Tuesday, March 20, 2012

How It All Began

How much does chance play in our lives? What would happen to the lives of other people if our own life was changed in some measure? These themes form the premise of Penelope Lively's new book, How It All Began. In it, Charlotte Rainsford, a retired teacher, is accosted by a thief and breaks her hip in the ensuing fall. When she goes to live with her daughter, Rose, to recuperate, lives are disrupted and infidelities are exposed.

Charlotte is a highly literate and empathetic woman whose routines are thrown completely out of sync by her accident. Although retired from teaching, she now devotes herself to teaching English as a second language to recent immigrants. Confined to her daughter's house and dependent upon her for routine tasks, she acutely misses her avocation as well as her books. She is stoic about the pain she is in, often choosing to remain alert and not take her pain-killers in favor of losing herself through reading. One feels that Charlotte is the voice of the author; her insights into the humbling experience of aging, her knowledge of literature, and her sheer love of books reflect the persona of Penelope Lively herself.

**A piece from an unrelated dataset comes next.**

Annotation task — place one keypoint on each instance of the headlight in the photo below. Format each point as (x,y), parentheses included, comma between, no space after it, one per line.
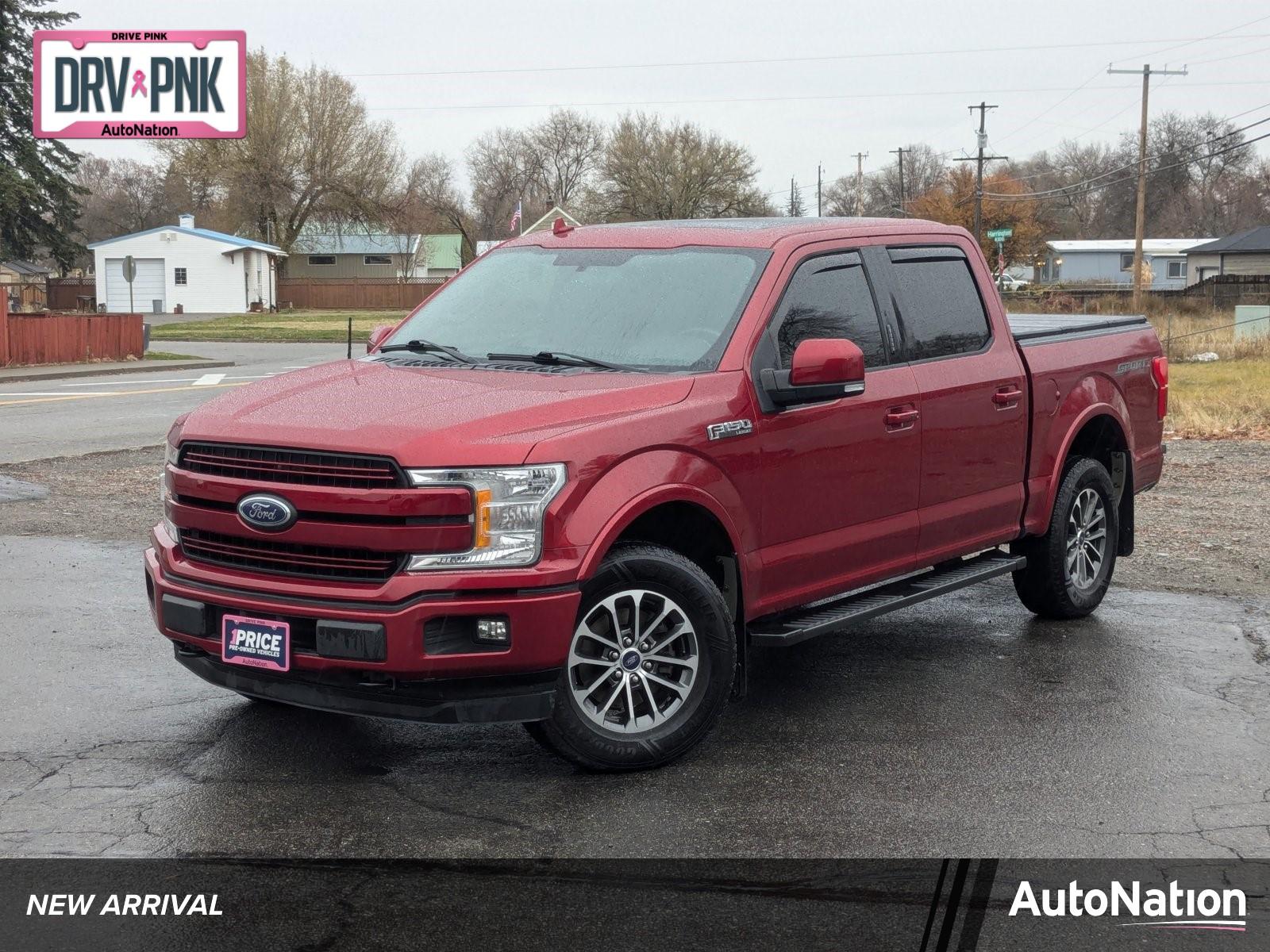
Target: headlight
(508,514)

Forever, reading has been central, the necessary fix, the support system....She read to discover how not to be Charlotte, how to escape the prison of her own mind, how to expand and experience...She is as much a product of what she has read as of the way in which she has lived; she is like millions of others built by books, for whom books are an essential foodstuff, who could starve without. (pp. 34-35)

Charlotte is, by far, the most likable of the female characters, as well as the most introspective. Her daughter, Rose, is not a reader, and in fact, might gain some insight into herself and her choices if she were. Instead, she falls for one of her mother's students, Anton, and becomes emotionally entangled with him. As with most affairs, she wonders about her feelings for this ambitious man and about the lack of passion in her own marriage. Rose, unlike her mother, has always chosen the easy route--she had married her first serious suitor and adamantly opposed having a career. Instead, she chooses a job "assisting" an aging 18th century political scholar, Lord Henry Peters.

Lord Henry is indeed a foil to the humble Charlotte. He is arrogant and completely lacks self-awareness. Like a few academics, he thinks the public is yearning to read more of his obscure writing. Yet Lord Henry was once well respected in his field--a fine orator who captured his academic audiences. Suffering from memory problems, he makes a fool of himself at a public speaking event. In order to regain his reputation, he decides to approach the BBC for a series. Lord Henry's interactions with the young women with whom he must now gain favor are some of the most comical in the book. Penelope Lively looks sympathetically at how aging makes one invisible, and how dwindling capabilities make fools of us all.

Other characters whose lives are affected by Charlotte's mishap are Marion, Lord Henry's equally smug, interior designer niece. When Rose is unable to accompany Lord Henry to his speaking engagement, Marion does so. Lives change when she texts her lover--the married Jeremy. His high-strung wife, Stella, reads the text and immediately goes to a divorce attorney--a lawyer interested only in the bottom line. What follows is a delightful comedy of manners.

The novel's greatest strength, though, resides in its development of its central character--Charlotte. Her stoicism and her resolute determination to get better and live independently are admirable. The reader feels great compassion for her as her pain renders the language of Henry James too difficult to appreciate. She elicits both sympathy and laughter when she runs out of reading materials at Rose's home, having to resort to Dan Brown's The Da Vinci Code to accompany her to the doctor. In a hilarious scene in the waiting room, poking fun at England's health care system, she worries that reading this sort of book casts her in a poor light. Any reader of literary fiction will laugh aloud at the snobbery that affects us all.

The very title of this book, How It all Began, reflects Penelope Lively's love of literature. Her novel is a tribute to books and reading wrapped in a comedy about love, loss, and self-awareness. The very essence is about what it is to be human.